Although some previous works have successfully investigated the interactions between live animals and robots or animal-like replicas, none of these studies have considered robots that are designed to simulate animal locomotion. For example, Vaughan et al. [18] have developed a sheepdog-like robotic device that is able to drive ducks to a predefined region in the area of experimentation. Halloy et al. [20] have used pheromones to allow the acceptance of autonomous robots in a group of cockroaches. Partan et al. [21] have analysed the interactions of eastern grey squirrels with replicas displaying alarm behaviour. Takanishi et al. [17] have studied interactions of a miniature ground vehicle with rats. Faria et al. [22] have used a fish-like replica, controlled with a magnet placed under the tank, to visually attract and drive single fish out of a refuge and to initiate new swimming directions in both individuals and groups. The novelty of our work resides in the use of a robotic fish that is able to mimic fish swimming and thus create hydrodynamic advantages analogous to conspecifics. The fact that live fish are attracted to the robot only when it beats its tail suggests that, in non-static flows, hydrodynamic advantages induced by the robotic fish's biomimetic locomotion may overcome other cues, such as visual attraction [53]. In other words, while the robotic fish attracts only a portion of the live fish when beating its tail (the average time spent in R is at most 48.1%), such attraction is almost completely lost when it is immobile.

In this experiment, we have tested animal–robot interaction for 1 h acclimation and 5 min recording; however, as fish may reduce their swimming cost by exploiting the robotic fish swimming, we can speculate on the possibility that fish can be led by the robotic fish for prolonged periods of time. Further work should investigate the temporal stability of our findings over extended time windows suitable for experimentation in the wild. We also comment that, in our experiment, the robotic fish was attached to the water tunnel with a metallic rod to allow for a systematic spatial characterization of the fish–robot interaction in a broad range of TBF_robot and water velocities and to favour a standard field of view for the camera during the DPIV measurements. Nonetheless, the robot is able to swim freely as documented earlier [30] and, if left free to swim, it would be able to sustain its swimming at four of the different conditions tested in this experiment (that is, V1F2, V1F3, V2F2 and V2F3) including two conditions for which fish hold station with respect to the robot. We further note that the selected experimental design tends to emphasize hydrodynamic phenomena versus behavioural choices owing to the presence of a mean flow in which fish are forced to swim and thus interact with the vortical structures generated by the swimming robot, which is held stationary in the water tunnel. Further information about the leadership of such robot should be garnered by using alternative experimental designs focused on behaviour, such as the methodology used in the study of Reebs [52] to study the influence of body size on leadership.
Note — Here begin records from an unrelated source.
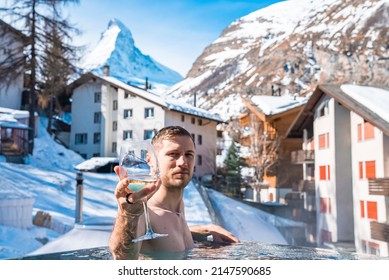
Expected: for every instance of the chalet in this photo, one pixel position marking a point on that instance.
(263, 141)
(348, 126)
(11, 45)
(106, 111)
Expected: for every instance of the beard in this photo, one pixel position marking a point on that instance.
(176, 181)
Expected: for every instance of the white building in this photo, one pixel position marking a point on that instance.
(106, 111)
(11, 45)
(349, 125)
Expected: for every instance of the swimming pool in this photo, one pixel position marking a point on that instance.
(208, 251)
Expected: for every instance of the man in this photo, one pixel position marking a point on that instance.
(175, 150)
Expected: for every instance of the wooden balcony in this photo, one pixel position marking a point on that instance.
(303, 156)
(379, 186)
(379, 231)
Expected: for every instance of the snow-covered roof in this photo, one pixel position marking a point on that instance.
(271, 105)
(95, 162)
(8, 118)
(164, 101)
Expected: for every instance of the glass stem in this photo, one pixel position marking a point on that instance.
(147, 218)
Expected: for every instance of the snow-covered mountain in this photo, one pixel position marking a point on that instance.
(116, 48)
(288, 48)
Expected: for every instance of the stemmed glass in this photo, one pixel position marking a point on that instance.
(139, 164)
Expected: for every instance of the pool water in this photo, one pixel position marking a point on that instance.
(209, 251)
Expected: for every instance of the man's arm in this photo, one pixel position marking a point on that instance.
(128, 218)
(219, 234)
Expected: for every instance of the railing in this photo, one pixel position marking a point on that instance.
(379, 186)
(379, 231)
(303, 156)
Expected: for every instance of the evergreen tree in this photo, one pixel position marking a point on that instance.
(232, 165)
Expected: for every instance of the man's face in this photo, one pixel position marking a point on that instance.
(176, 161)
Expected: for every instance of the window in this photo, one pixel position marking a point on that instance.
(199, 139)
(199, 160)
(127, 113)
(371, 248)
(324, 172)
(98, 97)
(81, 138)
(368, 209)
(365, 131)
(129, 95)
(96, 138)
(97, 117)
(325, 205)
(149, 113)
(127, 134)
(372, 210)
(323, 109)
(324, 141)
(367, 170)
(148, 134)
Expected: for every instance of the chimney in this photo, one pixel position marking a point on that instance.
(106, 70)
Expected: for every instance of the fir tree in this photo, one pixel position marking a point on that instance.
(232, 165)
(37, 15)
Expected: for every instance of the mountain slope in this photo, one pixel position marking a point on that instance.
(127, 63)
(290, 47)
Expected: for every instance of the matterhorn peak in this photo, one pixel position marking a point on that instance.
(116, 48)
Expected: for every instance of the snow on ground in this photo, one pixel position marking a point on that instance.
(49, 177)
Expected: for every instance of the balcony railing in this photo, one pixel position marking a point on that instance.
(379, 186)
(303, 156)
(379, 231)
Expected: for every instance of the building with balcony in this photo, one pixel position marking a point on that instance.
(106, 112)
(263, 128)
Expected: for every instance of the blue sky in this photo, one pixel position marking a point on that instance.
(173, 32)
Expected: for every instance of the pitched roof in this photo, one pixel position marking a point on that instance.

Nature is a growing source of inspiration for engineers. This study has demonstrated that the degree of biomimicry in the robotic locomotion has a major role in determining the feasibility of attracting live fish in non-static flows. Introducing biomimetic robotic devices in the wild may open new horizons for conservation studies. If accepted by the animals, robotic fish may act as leaders and drive them away from human-induced ecological disasters that are affecting life in aquatic environments, such as oil spills, and man-made structures, such as dams. In addition, such robots can be used in the laboratory to design experiments addressing fundamental questions in animal behaviour. With reference to collective behaviour, the use of ‘engineered’ group members controlled by the researcher may allow to test a wide spectrum of hypotheses pertaining to hierarchies in spatial positioning with respect to energetic, morphological, and behavioural traits of individual fish.